El “Bola” Núñez: la historia detrás del pichón de narco que me salvó de una paliza.
La historia de Eduardo “El Bola” Núñez es compleja y diversa. El primer recuerdo de él data de una mañana de 1964, cuando estaba en su primer día de primaria en una escuela pública de Palermo Chico, Buenos Aires. Allí, en medio de un sol calcinante, una maestra intentaba que la soga del mástil corriera, pero una de las roldanas estaba oxidada. Por no lacerarse las manos, pidió en voz alta un pañuelo, entonces, desde la fila de los pibes de tercer grado emergió una mano que sostenía una tela blanca llena de máculas verdosas. La docente, en medio de una risa generalizada, rechazó el ofrecimiento con las siguientes palabras: “Usted, siempre el mismo asqueroso, Núñez.” Las carcajadas se habían convertido en una ovación. Y el tal Núñez, sin disimular su orgullo, saludó a los presentes con los brazos en alto.
Aunque su nombre de pila era Eduardo, ya por entonces todos le decían “El Bola”, un apodo algo xenófobo, dado que aludía a su semejanza física con el estereotipo de los habitantes del altiplano. Una arbitrariedad: por las venas de ese niño achaparrado, moreno y cejijunto corría una mezcla de sangre ibérica y criolla. Pero sobre este punto había un misterio que causaba habladurías: sus dos hermanos menores eran rubios y de piel pálida, al igual que la madre, una mujer muy agraciada y devota, que todos los domingos concurría a misa en la iglesia Santa Elena.
A los 11 años, Eduardo ya era el azote del vecindario. Era un niño travieso y problemático que inversamente proporcional a su apariencia física, llamaba la atención por su comportamiento díscolo. Desde orinar en las macetas de los vecinos hasta disparar con un rifle de aire comprimido a las nalgas de un vigilante, El Bola tenía fama de causar problemas. Pero su mayor travesura fue colocar el respaldo de un asiento en el borde superior de la puerta del aula y para no aburrirse mientras esperaba, hizo estallar una bolsa de petardos en el atrio de la iglesia durante una boda.
Años después, se convirtió en un verdadero cuentapropista del tráfico de porro en pequeña escala. De tanto en tanto, viajaba a la localidad paraguaya de Pedro Juan Caballero –muy famosa por sus plantaciones de marihuana– para adquirir entre tres y cinco kilos del producto a bajo precio. Al ayudado por balseros guaraníes, los introducía al país a través del río Paraná.
Pero se trataba, claro, de un negocio no exento de riesgos. El 17 de septiembre de 1980, El Bola se encontraba recluido en un hotel de mala muerte en Asunción, Paraguay. Poco antes, se tatuó en el antebrazo una estrella de cinco puntas idéntica a la del ERP. Tal detalle no pudo ser menos oportuno: en esa misma tarde, un comando sandinista encabezado por el guerrillero Enrique Gorriarán Merlo acribilló, a pocas cuadras de allí, al ex dictador nicaragüense Anastasio Somoza. Y la capital paraguaya se había convertido en una enorme ratonera.

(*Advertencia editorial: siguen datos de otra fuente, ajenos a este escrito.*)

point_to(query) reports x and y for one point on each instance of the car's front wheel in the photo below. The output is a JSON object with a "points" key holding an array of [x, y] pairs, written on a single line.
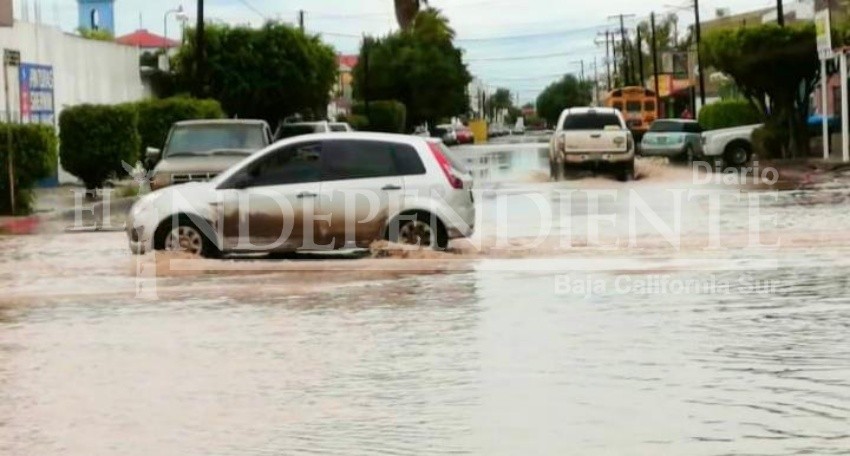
{"points": [[419, 229], [186, 237]]}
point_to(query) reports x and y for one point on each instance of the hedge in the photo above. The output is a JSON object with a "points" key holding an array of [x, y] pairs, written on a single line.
{"points": [[157, 116], [34, 149], [96, 139], [387, 116], [727, 114]]}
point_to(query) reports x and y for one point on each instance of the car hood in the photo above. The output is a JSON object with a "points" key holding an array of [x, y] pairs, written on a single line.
{"points": [[201, 164]]}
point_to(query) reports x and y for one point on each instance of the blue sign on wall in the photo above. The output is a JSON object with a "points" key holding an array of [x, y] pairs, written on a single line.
{"points": [[37, 94]]}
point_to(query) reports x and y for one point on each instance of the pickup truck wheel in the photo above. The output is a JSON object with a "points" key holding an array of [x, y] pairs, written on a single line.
{"points": [[737, 154]]}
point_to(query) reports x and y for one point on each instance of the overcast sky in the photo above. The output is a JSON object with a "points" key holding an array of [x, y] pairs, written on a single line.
{"points": [[490, 31]]}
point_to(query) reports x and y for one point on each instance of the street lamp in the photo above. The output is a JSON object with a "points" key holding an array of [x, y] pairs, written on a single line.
{"points": [[179, 12]]}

De modo que el pobre Bola estaba aprisionado en esa circunstancia con el agravante de que en Puerto Stroessner –todavía se llamaba así– los balseros le pedían una suma que él no poseía para cruzarlo al lado argentino. Entonces, llamó por teléfono a un amigo suyo para explicar su situación.

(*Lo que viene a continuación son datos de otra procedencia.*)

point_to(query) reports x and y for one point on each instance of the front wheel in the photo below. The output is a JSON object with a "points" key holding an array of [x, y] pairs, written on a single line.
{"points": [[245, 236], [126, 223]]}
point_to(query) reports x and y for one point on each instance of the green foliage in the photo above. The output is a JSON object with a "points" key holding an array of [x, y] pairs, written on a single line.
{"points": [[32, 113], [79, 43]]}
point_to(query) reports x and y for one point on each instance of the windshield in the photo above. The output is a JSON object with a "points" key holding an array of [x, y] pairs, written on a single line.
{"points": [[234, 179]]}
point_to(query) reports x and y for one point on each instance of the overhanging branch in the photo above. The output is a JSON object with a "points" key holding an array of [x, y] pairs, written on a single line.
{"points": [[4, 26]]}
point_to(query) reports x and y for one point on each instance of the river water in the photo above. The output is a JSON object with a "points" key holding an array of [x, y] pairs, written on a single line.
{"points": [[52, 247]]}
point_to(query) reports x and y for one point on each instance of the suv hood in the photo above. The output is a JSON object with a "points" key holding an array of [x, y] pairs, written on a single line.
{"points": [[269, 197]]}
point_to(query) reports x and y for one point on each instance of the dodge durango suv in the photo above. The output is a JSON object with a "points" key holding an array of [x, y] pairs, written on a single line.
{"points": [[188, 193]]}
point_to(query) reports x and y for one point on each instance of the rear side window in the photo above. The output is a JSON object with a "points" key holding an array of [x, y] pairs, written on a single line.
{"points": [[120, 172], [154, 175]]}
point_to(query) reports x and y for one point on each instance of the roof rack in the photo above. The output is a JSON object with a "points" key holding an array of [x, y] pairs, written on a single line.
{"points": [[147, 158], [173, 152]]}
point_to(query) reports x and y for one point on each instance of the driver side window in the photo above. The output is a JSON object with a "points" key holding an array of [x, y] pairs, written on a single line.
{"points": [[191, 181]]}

A fines de 1982, El Bola emprendió un viaje a Río de Janeiro junto a un ocasional socio llamado Omar Abichaín. Y no lejos de la playa de Ipanema fue atropellado por un tranvía. Una rueda metálica pasó por encima de su humanidad, y su pierna derecha le quedó colgando de unos tendones al resto del cuerpo.
En definitiva, la vida de Eduardo “El Bola” Núñez fue turbulenta y polifacética. Si bien se hizo conocido como un pequeño traficante de marihuana, también es recordado por su falta de respeto hacia toda figura de autoridad y por su predisposición a ayudar a aquellos que lo necesitaban, incluso arriesgando su propia vida. Su historia es una muestra de cómo una persona puede tener facetas completamente opuestas.